What Champlain College, Middlebury College and Saint Michael’s College are doing is rare for private institutions. But as more schools seek ways to control back-office costs, this idea may spread.
The three independent, nonprofit colleges did not have a history of working together. But in 2013, they formed the Green Mountain Higher Education Consortium to examine sharing an ERP system.
“Private liberal arts schools and the education that they offer is becoming more and more unaffordable for many students,” said Corinna Noelke, the consortium’s executive director and a doctorate-holding economist who was director of special projects at Middlebury.
The consortium went through a request-for-proposal process and picked Oracle ERP systems. They will use Oracle’s Human Capital Management Cloud, its ERP Cloud and the Enterprise Performance Management Cloud.
“The schools discovered that they could really work together on one software platform, as long as it allowed them to separate the schools efficiently,” Noelke said.
The implementation begins this year. The three colleges are now using Ellucian systems: One is using Banner, and two are using Colleague. Two of the colleges ran the ERP systems on premises, and the third outsourced.
A goal for the three schools was to implement best practices in a SaaS environment and to take advantage of using shared services.
Using best practices “has nothing to do with your culture and nothing to do with your special niche as a school,” Noelke said.
Public colleges have long shared IT platforms
Public universities have long shared systems across the various campuses, but it’s rare for nonprofit, private colleges to share services, said Kenneth Green, the founding director of The Campus Computing Project, which runs a continuing study of the role of IT in higher education.
The Vermont colleges’ effort “is interesting and it is innovative, and it will be carefully watched,” Green said.
Back-office systems collaboration may be a growing trend in higher education. In a separate effort, over 100 smaller colleges recently banded together to collectively negotiate ERP pricing with major vendors.
“Why can’t we leverage our collective voices with you, the vendors, to get better pricing,” said Carol Smith, CIO of DePauw University and president of the board of directors of the Higher Education Systems & Services Consortium (HESS). This effort to negotiate as a group with ERP systems vendors began in 2016.
Most of the HESS Consortium schools have student full-time-equivalent populations of less than 8,000 and some only a few thousand students. But a goal of HESS is to give its members the contract negotiation clout of a large university system.
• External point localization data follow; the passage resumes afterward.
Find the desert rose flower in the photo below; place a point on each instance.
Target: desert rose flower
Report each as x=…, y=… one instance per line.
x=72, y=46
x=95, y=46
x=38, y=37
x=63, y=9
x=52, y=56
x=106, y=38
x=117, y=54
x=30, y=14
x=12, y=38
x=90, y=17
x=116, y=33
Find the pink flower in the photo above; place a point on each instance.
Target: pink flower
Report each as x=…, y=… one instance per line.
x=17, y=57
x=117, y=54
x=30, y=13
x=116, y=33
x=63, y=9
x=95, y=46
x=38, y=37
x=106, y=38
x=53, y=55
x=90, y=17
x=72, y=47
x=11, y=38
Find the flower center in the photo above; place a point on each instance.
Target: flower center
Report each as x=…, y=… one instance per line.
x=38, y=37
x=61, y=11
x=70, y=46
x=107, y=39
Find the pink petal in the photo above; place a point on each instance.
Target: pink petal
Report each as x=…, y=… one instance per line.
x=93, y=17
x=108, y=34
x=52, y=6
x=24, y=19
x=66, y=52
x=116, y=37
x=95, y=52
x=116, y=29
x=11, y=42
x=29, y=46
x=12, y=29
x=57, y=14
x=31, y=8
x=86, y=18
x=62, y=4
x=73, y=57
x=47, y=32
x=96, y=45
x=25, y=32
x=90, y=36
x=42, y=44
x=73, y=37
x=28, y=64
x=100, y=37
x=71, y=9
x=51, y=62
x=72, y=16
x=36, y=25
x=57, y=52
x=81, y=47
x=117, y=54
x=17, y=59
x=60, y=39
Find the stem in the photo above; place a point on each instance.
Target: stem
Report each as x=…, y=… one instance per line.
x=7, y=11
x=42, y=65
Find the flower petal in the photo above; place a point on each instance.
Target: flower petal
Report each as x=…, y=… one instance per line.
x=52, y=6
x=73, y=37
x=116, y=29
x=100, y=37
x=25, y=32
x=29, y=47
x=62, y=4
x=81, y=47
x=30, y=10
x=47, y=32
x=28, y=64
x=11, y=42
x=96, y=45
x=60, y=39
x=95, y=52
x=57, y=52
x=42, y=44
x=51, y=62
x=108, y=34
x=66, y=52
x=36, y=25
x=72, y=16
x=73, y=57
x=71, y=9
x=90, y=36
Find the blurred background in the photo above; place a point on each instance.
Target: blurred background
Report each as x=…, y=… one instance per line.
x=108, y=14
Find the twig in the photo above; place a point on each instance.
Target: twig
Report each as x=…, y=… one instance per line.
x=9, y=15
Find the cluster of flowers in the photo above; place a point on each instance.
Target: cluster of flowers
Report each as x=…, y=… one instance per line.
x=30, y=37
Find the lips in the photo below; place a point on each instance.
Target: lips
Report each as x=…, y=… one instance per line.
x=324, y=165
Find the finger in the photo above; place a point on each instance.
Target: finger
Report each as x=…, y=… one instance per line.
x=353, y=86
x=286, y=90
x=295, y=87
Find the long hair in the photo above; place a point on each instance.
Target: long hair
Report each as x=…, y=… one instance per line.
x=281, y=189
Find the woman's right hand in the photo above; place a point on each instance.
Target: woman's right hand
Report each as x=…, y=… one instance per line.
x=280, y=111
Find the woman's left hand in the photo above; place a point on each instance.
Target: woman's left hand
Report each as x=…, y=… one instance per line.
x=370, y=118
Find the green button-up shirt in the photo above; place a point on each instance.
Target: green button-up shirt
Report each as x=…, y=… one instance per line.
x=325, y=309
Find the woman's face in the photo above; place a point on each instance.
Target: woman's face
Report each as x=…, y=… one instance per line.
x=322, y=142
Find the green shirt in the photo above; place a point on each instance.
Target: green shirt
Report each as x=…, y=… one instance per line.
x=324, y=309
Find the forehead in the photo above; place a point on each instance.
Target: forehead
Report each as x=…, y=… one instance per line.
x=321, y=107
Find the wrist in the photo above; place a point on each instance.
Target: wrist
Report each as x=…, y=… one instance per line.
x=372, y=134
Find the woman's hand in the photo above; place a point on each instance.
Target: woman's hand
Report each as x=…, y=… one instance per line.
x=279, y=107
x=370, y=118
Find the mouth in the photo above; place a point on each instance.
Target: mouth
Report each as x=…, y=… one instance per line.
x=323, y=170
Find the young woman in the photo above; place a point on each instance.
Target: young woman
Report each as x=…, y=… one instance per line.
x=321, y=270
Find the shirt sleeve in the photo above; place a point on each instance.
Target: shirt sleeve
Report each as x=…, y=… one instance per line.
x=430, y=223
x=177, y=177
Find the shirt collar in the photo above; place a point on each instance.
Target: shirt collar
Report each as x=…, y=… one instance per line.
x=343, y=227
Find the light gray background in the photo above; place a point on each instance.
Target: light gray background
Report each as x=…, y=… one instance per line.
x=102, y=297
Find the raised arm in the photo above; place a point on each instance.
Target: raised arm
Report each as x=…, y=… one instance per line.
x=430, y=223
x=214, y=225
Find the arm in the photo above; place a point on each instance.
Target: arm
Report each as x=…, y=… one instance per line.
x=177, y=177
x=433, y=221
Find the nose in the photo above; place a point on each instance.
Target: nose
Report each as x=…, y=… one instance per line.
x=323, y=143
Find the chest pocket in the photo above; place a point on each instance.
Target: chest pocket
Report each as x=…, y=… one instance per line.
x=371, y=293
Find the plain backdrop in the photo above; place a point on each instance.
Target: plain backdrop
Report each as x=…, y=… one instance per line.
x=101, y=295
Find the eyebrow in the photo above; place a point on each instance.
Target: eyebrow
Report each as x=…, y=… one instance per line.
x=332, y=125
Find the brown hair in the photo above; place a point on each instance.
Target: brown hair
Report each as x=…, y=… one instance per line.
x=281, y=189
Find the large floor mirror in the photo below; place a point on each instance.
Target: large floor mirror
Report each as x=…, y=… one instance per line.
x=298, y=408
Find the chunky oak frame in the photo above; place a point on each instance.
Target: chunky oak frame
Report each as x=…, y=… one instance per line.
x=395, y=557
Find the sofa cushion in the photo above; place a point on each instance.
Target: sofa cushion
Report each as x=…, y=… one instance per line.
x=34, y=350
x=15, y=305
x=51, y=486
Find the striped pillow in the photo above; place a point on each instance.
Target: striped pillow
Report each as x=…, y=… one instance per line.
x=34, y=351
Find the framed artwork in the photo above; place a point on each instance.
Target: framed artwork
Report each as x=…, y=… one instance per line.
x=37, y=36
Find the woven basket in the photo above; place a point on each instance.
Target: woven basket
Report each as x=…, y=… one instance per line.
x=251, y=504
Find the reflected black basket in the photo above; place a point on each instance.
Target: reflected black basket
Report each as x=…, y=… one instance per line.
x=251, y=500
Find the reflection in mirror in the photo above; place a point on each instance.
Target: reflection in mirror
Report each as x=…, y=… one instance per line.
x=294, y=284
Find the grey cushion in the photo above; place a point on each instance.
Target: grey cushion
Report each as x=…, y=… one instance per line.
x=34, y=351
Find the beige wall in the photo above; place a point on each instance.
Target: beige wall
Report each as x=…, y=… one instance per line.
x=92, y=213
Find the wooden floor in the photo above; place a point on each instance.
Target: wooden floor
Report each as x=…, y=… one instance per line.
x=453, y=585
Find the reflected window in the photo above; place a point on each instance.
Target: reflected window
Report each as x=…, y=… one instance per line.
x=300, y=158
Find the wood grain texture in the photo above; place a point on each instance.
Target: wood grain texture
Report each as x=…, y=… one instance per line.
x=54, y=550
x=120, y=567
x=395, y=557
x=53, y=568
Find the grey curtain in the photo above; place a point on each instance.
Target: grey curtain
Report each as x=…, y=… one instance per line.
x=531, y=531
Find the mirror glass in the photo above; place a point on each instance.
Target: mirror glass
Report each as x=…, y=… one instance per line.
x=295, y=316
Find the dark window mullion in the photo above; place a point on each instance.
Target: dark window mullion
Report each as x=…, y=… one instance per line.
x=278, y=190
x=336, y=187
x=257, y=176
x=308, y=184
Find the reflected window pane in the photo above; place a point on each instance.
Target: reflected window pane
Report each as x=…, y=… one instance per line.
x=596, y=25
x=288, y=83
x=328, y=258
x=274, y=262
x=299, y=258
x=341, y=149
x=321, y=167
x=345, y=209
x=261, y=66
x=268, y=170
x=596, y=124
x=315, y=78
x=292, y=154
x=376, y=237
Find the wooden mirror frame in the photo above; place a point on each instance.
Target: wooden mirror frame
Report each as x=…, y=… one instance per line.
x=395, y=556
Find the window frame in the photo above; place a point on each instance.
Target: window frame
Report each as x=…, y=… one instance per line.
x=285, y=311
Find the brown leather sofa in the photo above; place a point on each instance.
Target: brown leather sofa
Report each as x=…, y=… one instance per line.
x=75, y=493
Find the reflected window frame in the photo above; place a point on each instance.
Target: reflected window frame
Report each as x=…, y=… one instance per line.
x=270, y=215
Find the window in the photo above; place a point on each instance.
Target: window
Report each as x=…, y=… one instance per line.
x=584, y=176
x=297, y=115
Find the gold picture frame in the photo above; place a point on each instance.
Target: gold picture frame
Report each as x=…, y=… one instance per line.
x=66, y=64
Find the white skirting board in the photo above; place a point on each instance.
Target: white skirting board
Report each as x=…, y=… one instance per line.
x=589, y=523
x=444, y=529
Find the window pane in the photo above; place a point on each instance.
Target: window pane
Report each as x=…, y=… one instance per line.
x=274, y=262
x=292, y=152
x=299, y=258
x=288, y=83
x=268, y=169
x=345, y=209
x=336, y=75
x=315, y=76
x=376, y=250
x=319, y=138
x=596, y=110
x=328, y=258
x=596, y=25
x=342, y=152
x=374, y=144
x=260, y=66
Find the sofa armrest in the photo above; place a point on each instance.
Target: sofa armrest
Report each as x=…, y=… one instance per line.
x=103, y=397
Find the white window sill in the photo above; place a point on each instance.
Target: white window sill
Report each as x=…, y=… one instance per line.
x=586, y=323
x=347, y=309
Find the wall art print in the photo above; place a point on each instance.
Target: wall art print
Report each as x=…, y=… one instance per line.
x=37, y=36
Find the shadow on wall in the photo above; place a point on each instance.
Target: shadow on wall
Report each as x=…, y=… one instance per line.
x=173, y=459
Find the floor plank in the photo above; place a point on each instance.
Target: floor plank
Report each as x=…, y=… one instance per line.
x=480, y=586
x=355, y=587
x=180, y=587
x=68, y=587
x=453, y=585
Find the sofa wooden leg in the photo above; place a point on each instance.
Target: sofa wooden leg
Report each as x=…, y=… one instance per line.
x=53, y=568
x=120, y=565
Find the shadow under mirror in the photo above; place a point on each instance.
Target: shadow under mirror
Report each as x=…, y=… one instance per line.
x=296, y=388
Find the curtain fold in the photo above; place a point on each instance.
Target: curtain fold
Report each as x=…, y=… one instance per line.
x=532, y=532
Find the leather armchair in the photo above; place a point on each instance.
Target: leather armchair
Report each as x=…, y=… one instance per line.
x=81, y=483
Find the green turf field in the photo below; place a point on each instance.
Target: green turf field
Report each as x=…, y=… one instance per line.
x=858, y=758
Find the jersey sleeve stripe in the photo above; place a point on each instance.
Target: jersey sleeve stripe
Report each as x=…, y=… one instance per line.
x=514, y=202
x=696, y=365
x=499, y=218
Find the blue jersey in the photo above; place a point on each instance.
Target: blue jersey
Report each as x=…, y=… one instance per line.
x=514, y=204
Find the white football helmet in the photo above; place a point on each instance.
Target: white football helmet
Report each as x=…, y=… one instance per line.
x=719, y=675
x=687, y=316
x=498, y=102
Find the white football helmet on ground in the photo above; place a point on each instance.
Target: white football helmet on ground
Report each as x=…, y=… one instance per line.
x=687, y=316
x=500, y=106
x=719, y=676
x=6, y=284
Transparency on ERP pricing is one goal
HESS is also working to normalize ERP pricing and services between vendors to make it easier for colleges to conduct apples-to-apples comparisons. The schools, some of which previously have gotten little vendor attention, hope that now changes. They are meeting collectively with their respective vendors to discuss their needs.
The Green Mountain effort takes the idea of ERP collaboration a step further.
The consortium had four ERP candidates: Oracle, Workday, Unit4 and Campus Management.
In its selection, the Oracle ERP system gained the edge with its pricing, functionality and ability to set up a shared environment, Noelke said.
The Oracle ERP system architecture allows you to be in one instance and have three separate and distinct operations for each of the campuses. Employees at their respective schools don’t see information from other colleges unless they want to have a shared service. Each college will have independent user interfaces and data will be separated, but otherwise, they are operating on one platform.
“The architecture is very elegant and is really letting you be separate where you want to be separate, but also to come together where you want to come together,” Noelke said.
Configurations are being discouraged
The introduction of the SaaS platform is requiring the schools to make substantive changes to their business practices. They are holding workshops involving finance and HR and working with implementation firms. The schools may do some processes differently as they shift to a “best practices environment.” They are holding “process reimagine and redesign” workshops facilitated by CampusWorks Inc., and their implementation contractor is Hitachi Consulting for Oracle.
The basic premise is the schools will only customize configurations where needed, and the departments will have to make a business case for it. As soon as you configure differently between the three schools, it makes it harder to update the system, Noelke said.
The implementations will continue through much of the year. They will have to make “a million little decisions every day” with the implementers.
The three colleges expect to pay less with the Oracle ERP system. They have cut licensing costs by about 20% by acting together. The implementation costs are much less, because they are doing it together, Noelke said. This doesn’t account for long-term productivity gains helped by the elimination or reduction of manual, paper-based processes.
Over an eight-year period — fiscal year 2018 through fiscal year 2025 — buying software together and implementing it together at the same time is saving $20 million versus each school buying the software themselves and implementing it themselves, Noelke said.
Education systems require specialized software related to student needs, such as registration, class schedules and financial assistance. Oracle is developing a new student system using the knowledge they have on needs and requirements from the PeopleSoft product. This work is still in development. The consortium is likely to use Oracle’s approach, but will make a final determination once the development work is completed.
The motivation for these joint efforts is clear. At DePauw, Smith said she personally believes these types of collaborations among private schools will expand.
“We’re here to provide an educational experience for our students, so that they can be the best they can be,” Smith said. “I think we have to try to preserve every ounce of resources that we possibly can.”